Reporting War & Peace in Okinawa

Your first assignment as a foreign correspondent

Go on a reporting mission to Okinawa to tell the stories of the effect of U.S. military presence on this Japanese island. Reporting War and Peace in Okinawa is a four-credit, semester-long course during spring semester that trains students in international reporting. The class includes spring break travel to the island of Okinawa, Japan.

Taught by professor of practice Joe Coleman, former Tokyo bureau chief for the Associated Press, the course will introduce students to the tools and methods of foreign correspondents, with particular attention to coverage of Asia, a rapidly growing and increasingly dynamic – and turbulent – part of the world. Students will learn about U.S.-Japanese relations, the U.S. military posture in Asia, Okinawan culture and the reporting of war memory.

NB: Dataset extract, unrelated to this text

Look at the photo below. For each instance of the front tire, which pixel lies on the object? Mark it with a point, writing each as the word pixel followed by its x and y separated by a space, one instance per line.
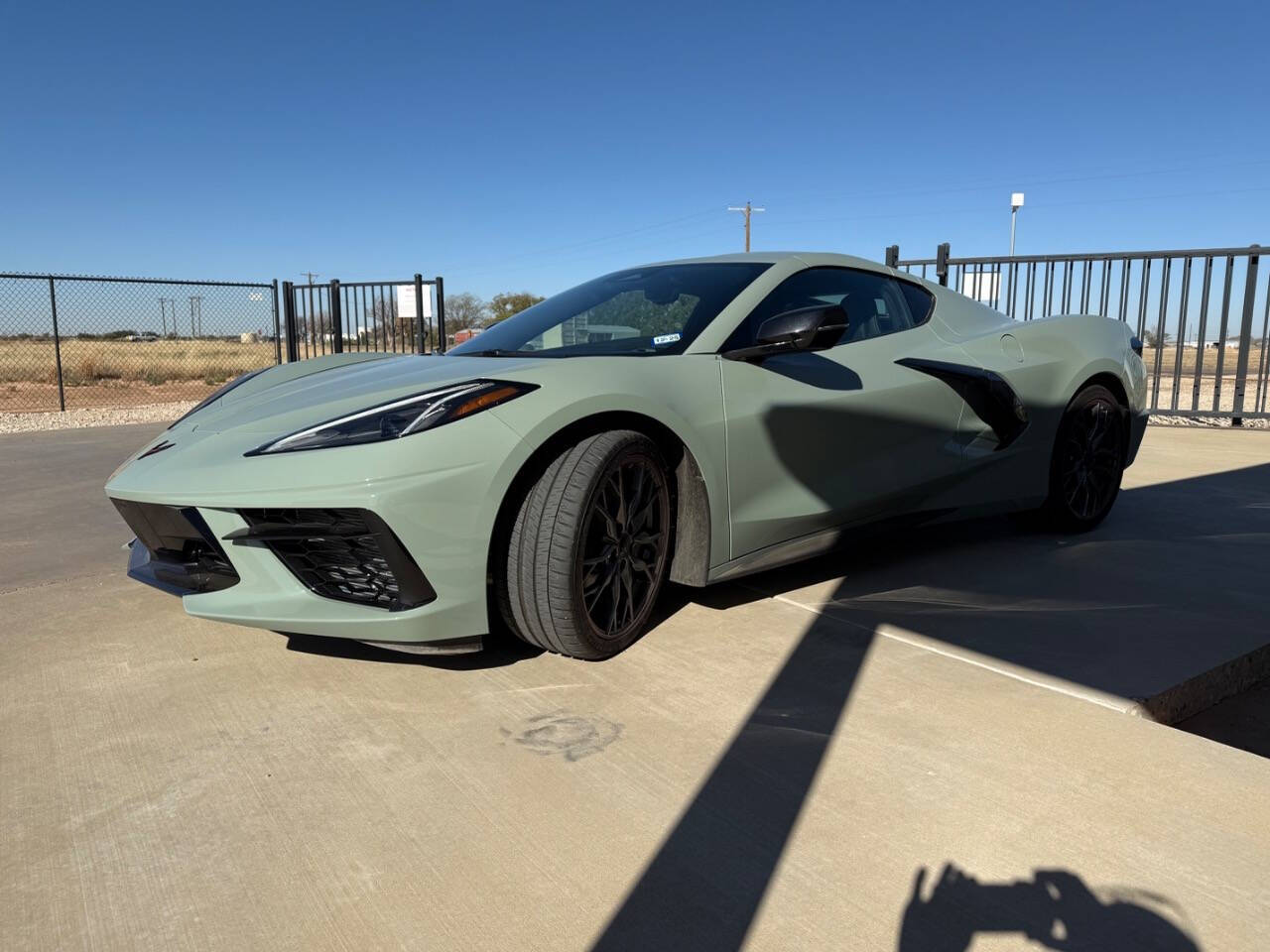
pixel 1088 461
pixel 589 547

A group of students interview a woman.

Students will produce feature reports on interviews with Okinawa residents, U.S. officials in Japan, survivors of the Battle of Okinawa and activists. Students will use text, still photos, audio and video produced into multimedia packages presented on The Media School’s website and other publication outlets.

Student work

Students from the 2017 class published their stories in international publications.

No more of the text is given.